Reviewed by Dr. Jon Warner
The end of the shoulder blade, or scapula, that creates the shoulder socket is known as the glenoid. It is surrounded by a small, flexible tissue known as the labrum, which acts as a seal to make a tighter fit between the glenoid and the head of the humerus, or upper-arm bone. A group of four muscles and their respective tendons, known as the rotator cuff, stretches from the humerus to the glenoid and serves two purposes. First, the rotator cuff helps to raise, lower, and swing the arm, giving the shoulder a large range of motion. Secondly, the cuff serves to keep the humerus inside the glenoid socket. The cuff is covered by a pack of tight ligaments, known as the capsule, that attaches the humerus to the glenoid.

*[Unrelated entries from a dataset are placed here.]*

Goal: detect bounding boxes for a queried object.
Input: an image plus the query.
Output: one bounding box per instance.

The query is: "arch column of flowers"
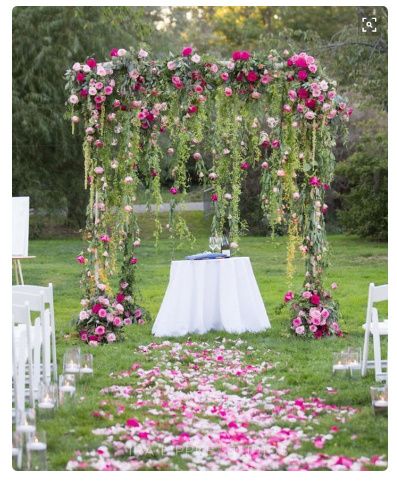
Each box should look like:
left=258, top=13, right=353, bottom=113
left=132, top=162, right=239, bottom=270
left=66, top=47, right=351, bottom=344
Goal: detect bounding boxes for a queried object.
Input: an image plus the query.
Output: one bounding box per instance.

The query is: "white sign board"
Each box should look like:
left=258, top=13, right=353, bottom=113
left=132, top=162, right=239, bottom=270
left=12, top=197, right=29, bottom=256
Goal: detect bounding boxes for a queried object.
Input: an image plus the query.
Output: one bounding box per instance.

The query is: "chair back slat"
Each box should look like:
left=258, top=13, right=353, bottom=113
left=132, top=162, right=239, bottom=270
left=12, top=284, right=54, bottom=304
left=12, top=291, right=45, bottom=312
left=371, top=284, right=388, bottom=302
left=12, top=302, right=30, bottom=325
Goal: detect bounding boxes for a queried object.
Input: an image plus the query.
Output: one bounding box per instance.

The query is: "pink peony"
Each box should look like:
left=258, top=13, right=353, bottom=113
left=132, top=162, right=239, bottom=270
left=309, top=175, right=321, bottom=187
left=95, top=326, right=106, bottom=336
left=284, top=291, right=294, bottom=302
left=298, top=70, right=307, bottom=82
left=181, top=47, right=193, bottom=57
left=79, top=331, right=88, bottom=342
left=76, top=256, right=86, bottom=264
left=106, top=332, right=116, bottom=342
left=86, top=58, right=96, bottom=68
left=310, top=294, right=320, bottom=306
left=246, top=70, right=259, bottom=83
left=321, top=309, right=329, bottom=319
left=295, top=326, right=305, bottom=335
left=292, top=317, right=302, bottom=327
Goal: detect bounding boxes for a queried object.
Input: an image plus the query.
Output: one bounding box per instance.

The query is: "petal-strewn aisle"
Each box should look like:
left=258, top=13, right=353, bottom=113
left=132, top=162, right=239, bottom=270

Repeated dislocation or subluxation of the humerus out of the glenoid is known as instability. Instability is a weakening of the capsule of the shoulder joint, which allows the arm bone to slip out of the shoulder socket, causing pain, frustration and loss of faith in the shoulder as a sturdy joint. Instability is often accompanied by a tear of the labrum or rotator cuff, a Bankart lesion or a Hill-Sachs defect. A process known as stabilization can remedy chronic instability, and it may be done one of two ways: arthroscopically or open. Thermal shrinkage is a new component of arthroscopic stabilization in which heat is applied to the capsule to tighten the ligaments within it.
Before the procedure:
The patient's medical history and any possible allergies to medication are determined. The surgeon may order X-Rays, an MRI [link], CT Scan [link] or EMG [link] to look into the joint before the procedure. The patient is dressed in a hospital gown and anesthetized either locally or generally.
During the procedure:
A number of half-inch incisions will be made to allow the arthroscope to enter the shoulder joint. A sterile saline solution will be pumped into the joint both to cleanse it and to expand it for better visualization. The surgical staff may also pump air into the joint to create more room to see inside the joint. While watching a monitor that shows a magnified image of the inside of the shoulder, the surgeon performs a number of procedures within the joint (see stabilization for a full report). While inside the joint, he or she inserts a thermal probe into an arthroscopic portal. The probe then heats the parts of the capsule and shrinks them to eliminate unnecessary joint laxity.
Directly following the procedure, the surgeon may order the patient to use a Continuous Passive Motion machine to prevent atrophy and stiffness within the shoulder joint. Cryotherapy, the therapeutic use of hot and cold to reduce comfort, may be administered. Once discharged from the hospital, the patient will likely undergo a demanding strengthening regimen to further tighten the rotator cuff muscles. Rehabilitation will continue for six to nine months for most patients with acute dislocations, with full range of motion returning after about three months.
- Neurovascular injury
- Damage to axial nerve, which comes out of neck through axilla (armpit)
- Chance that ligaments will weaken again
- Because it is a relatively new procedure, limited information is available on the results of thermal shrinkage on shoulder instability. Tissue may stretch again, requiring further shrinkage or even an open surgical procedure. This surgery has been performed on many shoulders with short-term success but unknown long-term success.
Prescription and non-prescription painkillers, shoulder sling for support.
Follow up with your doctor if:
You experience increasing pain, prolonged swelling, decreased sensitivity or decreasing joint motion after the procedure. Also, if you experience any symptoms suggestive of infection such as general malaise (tiredness) or fever, notify your doctor.